The Formula Car Challenge presented by Goodyear is a National Auto Sport Association-affiliated car racing series, operating in four different regions across the United States: West Coast, South West, East Coast and Mid West. There is also an annual championship involving all four regions. While each region varies in terms of events, the series itself has three classes of competition, all powered by Mazda, with Goodyear Racing tires: Formula Mazda (FM), Pro Formula Mazda (PFM), and the FormulaSPEED2.0 (FS2.0).

The Formula Car Challenge was started in 2005 to allow for a high level of competition in a quality environment without "pro racing budgets." By 2009 there were four regions in place in key markets of the United States. Goodyear presenting sponsorship was secured in 2010, as was a National Auto Sport Association sanctioned national championship. Mazdaspeed Contingency Awards associated with the Formula Car Challenge National title have included close to $30,000 in cash, and eligibility for the MAZDASPEED Career Advancement Award.

==Formula Mazda==

Formula Mazda cars are built to spec entirely by Moses Smith Racing except for the motor provided by Daryl Drummond Enterprises. A steel space frame with a 95-inch wheelbase is used. Power is provided by a sealed 1.3 L Mazda 13B rotary engine producing 180 hp connected to a five-speed racing transmission. All parts must be as provided by the official manufacturer, though certain aspects may be adjusted within regulations so as to accommodate the various tracks used.

=== Permitted adjustments ===
- Shock absorbers
- Sway bars
- Brake bias
- Wing angles
- Gear ratios
- Tire pressure

==FormulaSPEED==
The FormulaSPEED car is built on a chassis manufactured by Fast Forward Racing Components and constructed out of 4130 Chrome Moly Alloy steel tubing.

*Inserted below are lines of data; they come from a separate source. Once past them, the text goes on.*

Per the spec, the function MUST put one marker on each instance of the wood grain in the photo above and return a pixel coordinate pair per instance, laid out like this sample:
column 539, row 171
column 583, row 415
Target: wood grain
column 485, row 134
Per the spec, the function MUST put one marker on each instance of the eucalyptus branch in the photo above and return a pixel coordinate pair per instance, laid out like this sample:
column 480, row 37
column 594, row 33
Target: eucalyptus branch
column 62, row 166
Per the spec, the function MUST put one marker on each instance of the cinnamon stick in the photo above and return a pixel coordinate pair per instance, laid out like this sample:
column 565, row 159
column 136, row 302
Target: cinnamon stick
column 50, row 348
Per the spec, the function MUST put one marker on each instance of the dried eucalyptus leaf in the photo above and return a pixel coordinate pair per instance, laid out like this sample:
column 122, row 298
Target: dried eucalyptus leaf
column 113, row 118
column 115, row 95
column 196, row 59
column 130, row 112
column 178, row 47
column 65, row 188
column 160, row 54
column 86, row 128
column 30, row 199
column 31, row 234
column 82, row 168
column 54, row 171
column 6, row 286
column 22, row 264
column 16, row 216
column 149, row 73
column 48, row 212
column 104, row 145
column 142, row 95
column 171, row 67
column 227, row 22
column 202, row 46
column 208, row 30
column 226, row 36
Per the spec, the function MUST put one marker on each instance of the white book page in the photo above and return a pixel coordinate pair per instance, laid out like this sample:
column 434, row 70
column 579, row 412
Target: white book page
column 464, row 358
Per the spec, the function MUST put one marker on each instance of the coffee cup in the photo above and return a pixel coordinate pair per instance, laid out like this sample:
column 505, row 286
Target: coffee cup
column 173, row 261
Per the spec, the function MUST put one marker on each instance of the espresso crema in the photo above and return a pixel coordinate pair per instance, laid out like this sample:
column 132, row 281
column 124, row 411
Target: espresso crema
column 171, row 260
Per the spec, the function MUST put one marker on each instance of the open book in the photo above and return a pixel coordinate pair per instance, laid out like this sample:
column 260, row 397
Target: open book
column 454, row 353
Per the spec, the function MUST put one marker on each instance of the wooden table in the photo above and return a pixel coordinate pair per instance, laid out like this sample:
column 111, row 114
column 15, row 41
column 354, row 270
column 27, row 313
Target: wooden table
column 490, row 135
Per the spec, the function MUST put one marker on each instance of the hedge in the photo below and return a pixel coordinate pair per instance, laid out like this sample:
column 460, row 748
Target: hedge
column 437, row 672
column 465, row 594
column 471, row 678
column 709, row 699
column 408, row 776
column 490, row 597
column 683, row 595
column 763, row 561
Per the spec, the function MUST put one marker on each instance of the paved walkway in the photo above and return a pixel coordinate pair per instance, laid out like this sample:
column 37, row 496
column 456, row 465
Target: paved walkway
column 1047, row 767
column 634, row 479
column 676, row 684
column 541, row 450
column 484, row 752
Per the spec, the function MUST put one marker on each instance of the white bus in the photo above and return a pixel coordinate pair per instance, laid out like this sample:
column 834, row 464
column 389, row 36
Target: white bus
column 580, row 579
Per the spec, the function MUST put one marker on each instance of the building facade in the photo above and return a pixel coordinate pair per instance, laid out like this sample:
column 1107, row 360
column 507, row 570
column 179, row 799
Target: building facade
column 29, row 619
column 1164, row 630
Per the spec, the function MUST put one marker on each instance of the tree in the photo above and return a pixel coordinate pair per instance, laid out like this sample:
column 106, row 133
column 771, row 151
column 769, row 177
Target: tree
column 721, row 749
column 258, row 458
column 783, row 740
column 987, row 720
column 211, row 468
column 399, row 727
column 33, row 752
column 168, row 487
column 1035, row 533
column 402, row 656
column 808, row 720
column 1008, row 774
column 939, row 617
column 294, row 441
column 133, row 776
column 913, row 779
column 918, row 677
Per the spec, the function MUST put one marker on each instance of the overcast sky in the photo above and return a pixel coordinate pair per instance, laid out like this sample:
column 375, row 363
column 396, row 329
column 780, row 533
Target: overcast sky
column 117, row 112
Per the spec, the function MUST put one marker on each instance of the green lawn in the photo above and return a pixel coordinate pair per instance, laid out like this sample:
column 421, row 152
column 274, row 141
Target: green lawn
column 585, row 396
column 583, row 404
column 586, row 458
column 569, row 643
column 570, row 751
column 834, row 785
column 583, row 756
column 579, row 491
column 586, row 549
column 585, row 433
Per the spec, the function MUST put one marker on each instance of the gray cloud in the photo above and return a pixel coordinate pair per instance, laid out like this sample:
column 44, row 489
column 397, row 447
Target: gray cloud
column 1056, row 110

The firewall, undertray, and side panels are bonded and riveted aluminum. Fiberglass is used for the bodywork, with 4-layer Kevlar for side protection and composite structure for front crash protection. Suspension is double-wishbone with dampers and springs provided by Öhlins and uprights of billet aluminum alloy 7075. Power is produced by a 2 L liter Mazdaspeed MZR with VVT which produces 200 hp. Engine mapping is by Hasselgren Engineering, controlled by an SQ6 ECU by Cosworth/Pectel, fueled by an FIA certified fuel cell. Power is transmitted to the wheels through a Hewland FTR six-speed sequential transaxle, and tires are Goodyear Formula Eagle G19 with 13" diameter. The brakes are floating rotors and aluminum calipers provided by Wilwood, with brake bias adjustable from the cockpit.